Global Courant
Thousands of people on the island of Guam were without power, water and cellphones on Friday, more than a week after the US territory was battered by the strongest typhoon in at least two decades, which flooded homes, knocked down coconut and mango trees and disrupted basic services.
“Losing water was the hardest part,” said Melinda Sanchez, 50, whose family lives in central Guam. Still, she said, islanders were familiar with storm-related disruptions. “We are just going back to what we have learned in these times. We will get through it.”
The typhoon, Mawar, produced widespread flooding and winds of 140 miles per hour, equivalent to a Category 4 hurricane, when it struck the Pacific island of 150,000 people on May 24, causing the current to spread across much of the territory was turned off. Now a tropical storm, Mawar forced the evacuation of 1.2 million people as it approached Japan on Friday.
No deaths have been reported on Guam, which is home to bases for the US Navy and Air Force, but officials said restoration of basic services could take several weeks in some parts of the island.
The Guam Power Authority said in a update on Friday that electricity had been restored to just over 40 percent of customers, while the Guam Waterworks Authority reported that about half of the wells that supply most of the island’s water were operational. About half of the island’s cell phone towers were working Thursday, officials said.
President Biden declared a major disaster for the area after Mawar, allowing residents to do so to apply for individual assistance from the Federal Emergency Management Agency. Hundreds of federal aid workers are on the island to support recovery efforts, the agency said, with help from the military, including the US Army Corps of Engineers.
The governor of the area, Lou Leon Guerrero, said on Facebook that the disruption to the island’s communications systems had made recovery efforts more challenging, but that in the week following the storm, “we have already made significant improvements to damaged infrastructure and restored critical public services.”
Yet Jesse Alig, mayor of the village of Piti and the president of Guam’s mayoral council, said Tuesday in an emergency session of the area’s legislature criticism of the response of the island’s government and utilities, called it slow and inadequate.
“We should be ashamed that we made our people suffer,” the mayor said, adding, “Mawar was nothing compared to what we are going through now.”
Nearly the size of Chicago and about 1,500 miles east of the Philippines, Guam is accustomed to typhoons (as tropical cyclones are called in the Pacific; in the Atlantic they are hurricanes). The last major storm, Typhoon Pongsona, made landfall in 2002 with a Category 4 magnitude and caused more than $700 million in damage.
In an early estimate after Mawar struck last week, government officials estimated the island’s commercial sector had lost about $112 million, mostly due to damage to buildings. A broader assessment of the storm’s impact awaited the restoration of communications and other services.
The island’s main medical center, Guam Memorial Hospital, was forced to rely on generators in the immediate aftermath of the storm, but has since restored power, said Cindy Hanson, the hospital’s spokeswoman. But the facility is still waiting for full access to the water system, she said.

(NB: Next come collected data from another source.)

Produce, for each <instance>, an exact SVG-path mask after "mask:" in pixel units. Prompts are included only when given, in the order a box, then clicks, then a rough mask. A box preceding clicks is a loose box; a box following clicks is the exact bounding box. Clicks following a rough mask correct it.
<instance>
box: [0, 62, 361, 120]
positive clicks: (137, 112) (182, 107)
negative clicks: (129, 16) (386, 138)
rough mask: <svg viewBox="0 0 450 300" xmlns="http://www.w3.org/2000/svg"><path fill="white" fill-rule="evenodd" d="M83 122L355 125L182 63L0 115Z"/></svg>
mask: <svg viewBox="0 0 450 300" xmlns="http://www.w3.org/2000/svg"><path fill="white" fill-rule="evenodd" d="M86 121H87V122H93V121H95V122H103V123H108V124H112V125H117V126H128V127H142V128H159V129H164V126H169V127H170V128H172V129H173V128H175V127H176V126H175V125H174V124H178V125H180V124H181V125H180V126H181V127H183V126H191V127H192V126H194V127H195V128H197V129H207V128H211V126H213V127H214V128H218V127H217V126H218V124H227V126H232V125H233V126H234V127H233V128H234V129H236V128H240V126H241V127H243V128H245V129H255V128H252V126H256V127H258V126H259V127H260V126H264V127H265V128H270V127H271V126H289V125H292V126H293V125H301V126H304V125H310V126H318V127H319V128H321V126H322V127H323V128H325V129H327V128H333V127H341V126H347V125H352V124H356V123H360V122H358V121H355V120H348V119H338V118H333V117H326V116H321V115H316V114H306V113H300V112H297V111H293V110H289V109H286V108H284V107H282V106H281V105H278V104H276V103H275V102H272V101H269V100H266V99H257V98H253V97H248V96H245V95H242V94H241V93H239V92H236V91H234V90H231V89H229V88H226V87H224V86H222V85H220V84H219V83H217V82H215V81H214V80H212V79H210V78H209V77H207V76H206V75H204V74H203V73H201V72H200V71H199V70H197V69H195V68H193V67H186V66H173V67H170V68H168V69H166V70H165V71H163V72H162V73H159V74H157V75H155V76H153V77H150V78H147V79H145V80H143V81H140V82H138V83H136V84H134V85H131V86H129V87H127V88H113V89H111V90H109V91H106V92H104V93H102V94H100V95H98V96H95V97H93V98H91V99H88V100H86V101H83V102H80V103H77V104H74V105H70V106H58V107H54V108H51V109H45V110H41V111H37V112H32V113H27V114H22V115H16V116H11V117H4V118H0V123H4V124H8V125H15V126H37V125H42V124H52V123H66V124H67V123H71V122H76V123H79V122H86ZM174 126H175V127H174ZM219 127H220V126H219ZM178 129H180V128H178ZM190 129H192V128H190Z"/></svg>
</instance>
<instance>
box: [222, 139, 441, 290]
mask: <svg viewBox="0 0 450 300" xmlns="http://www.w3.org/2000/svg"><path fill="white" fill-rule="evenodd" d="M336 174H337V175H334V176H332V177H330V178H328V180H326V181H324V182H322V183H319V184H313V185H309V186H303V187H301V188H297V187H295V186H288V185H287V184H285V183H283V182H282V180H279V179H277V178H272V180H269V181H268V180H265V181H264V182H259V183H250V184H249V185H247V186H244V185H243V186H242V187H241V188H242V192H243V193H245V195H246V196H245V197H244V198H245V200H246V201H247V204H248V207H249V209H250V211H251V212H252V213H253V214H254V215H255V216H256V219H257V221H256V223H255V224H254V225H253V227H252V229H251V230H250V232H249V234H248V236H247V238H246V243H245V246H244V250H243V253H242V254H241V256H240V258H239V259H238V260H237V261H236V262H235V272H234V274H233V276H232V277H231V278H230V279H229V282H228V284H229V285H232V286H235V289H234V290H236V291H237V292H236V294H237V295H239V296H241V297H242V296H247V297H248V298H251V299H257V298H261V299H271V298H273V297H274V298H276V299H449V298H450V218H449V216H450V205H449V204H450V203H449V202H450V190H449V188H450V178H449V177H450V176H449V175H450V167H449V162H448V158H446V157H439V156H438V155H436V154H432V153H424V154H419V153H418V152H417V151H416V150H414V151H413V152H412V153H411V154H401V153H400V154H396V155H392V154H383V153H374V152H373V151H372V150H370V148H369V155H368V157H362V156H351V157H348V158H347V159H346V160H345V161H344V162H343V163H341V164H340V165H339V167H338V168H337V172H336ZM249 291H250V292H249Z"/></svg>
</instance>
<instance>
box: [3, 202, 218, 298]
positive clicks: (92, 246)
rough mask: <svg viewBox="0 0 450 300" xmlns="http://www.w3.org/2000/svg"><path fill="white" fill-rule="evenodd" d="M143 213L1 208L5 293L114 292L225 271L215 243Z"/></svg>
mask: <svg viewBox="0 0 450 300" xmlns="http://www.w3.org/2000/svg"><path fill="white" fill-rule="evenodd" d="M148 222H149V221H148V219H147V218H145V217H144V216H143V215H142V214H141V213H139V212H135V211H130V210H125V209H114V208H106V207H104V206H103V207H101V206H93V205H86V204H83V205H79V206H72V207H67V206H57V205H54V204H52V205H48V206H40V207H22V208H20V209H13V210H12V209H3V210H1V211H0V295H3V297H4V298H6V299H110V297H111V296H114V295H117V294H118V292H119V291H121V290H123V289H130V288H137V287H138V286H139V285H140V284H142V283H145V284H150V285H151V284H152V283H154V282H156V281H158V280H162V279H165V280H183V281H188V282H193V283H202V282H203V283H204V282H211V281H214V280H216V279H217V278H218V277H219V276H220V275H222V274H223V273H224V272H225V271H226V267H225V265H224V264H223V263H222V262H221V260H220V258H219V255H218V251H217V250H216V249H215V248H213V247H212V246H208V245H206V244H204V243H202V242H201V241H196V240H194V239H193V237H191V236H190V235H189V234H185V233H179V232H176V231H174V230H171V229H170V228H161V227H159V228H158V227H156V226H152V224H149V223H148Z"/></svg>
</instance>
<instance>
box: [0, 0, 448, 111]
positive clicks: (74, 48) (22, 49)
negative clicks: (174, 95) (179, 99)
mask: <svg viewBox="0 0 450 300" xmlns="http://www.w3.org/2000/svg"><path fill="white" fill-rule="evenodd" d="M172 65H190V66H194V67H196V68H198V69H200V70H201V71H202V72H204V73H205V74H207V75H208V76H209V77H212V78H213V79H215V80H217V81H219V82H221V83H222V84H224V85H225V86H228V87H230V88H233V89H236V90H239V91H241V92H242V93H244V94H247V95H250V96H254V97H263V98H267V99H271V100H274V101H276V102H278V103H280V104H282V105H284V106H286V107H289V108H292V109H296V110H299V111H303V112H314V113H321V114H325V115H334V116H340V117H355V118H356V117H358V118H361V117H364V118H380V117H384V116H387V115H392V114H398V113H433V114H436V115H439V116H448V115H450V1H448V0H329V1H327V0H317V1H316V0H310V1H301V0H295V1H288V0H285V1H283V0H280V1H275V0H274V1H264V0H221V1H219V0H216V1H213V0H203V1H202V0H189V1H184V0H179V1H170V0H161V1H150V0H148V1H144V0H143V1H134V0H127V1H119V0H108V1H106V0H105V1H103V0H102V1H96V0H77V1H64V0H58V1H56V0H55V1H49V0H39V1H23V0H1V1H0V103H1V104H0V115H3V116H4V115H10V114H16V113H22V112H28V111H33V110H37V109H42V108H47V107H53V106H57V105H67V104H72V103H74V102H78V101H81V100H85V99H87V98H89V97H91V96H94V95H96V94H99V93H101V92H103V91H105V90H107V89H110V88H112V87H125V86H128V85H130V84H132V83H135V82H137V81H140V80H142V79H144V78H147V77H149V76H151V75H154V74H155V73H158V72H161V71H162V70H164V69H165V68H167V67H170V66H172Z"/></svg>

While no deaths have been reported, Ms Hanson said the number of people receiving medical care at the hospital rose slightly over the past week. But that can be partly attributed to the number of pregnant women who were advised to wait out the storm at the facility, the island’s only public hospital.
Twenty-two babies were born there during the typhoon, Ms Hanson said.
In the Agana Heights neighborhood of central Guam, 37-year-old Jessica Kim has been sorting through soggy wreckage since winds tore off her garage roof and floodwaters engulfed her family’s home last week.
Ms Kim still had no power on Friday, she said. And she could see that the trash was still on the sidewalk—including the food she’d taken from her warm refrigerator.
“We’ve all been hot, moody and short-tempered with each other,” Ms. Kim said, adding, “But we find ways to have fun and enjoy ourselves.”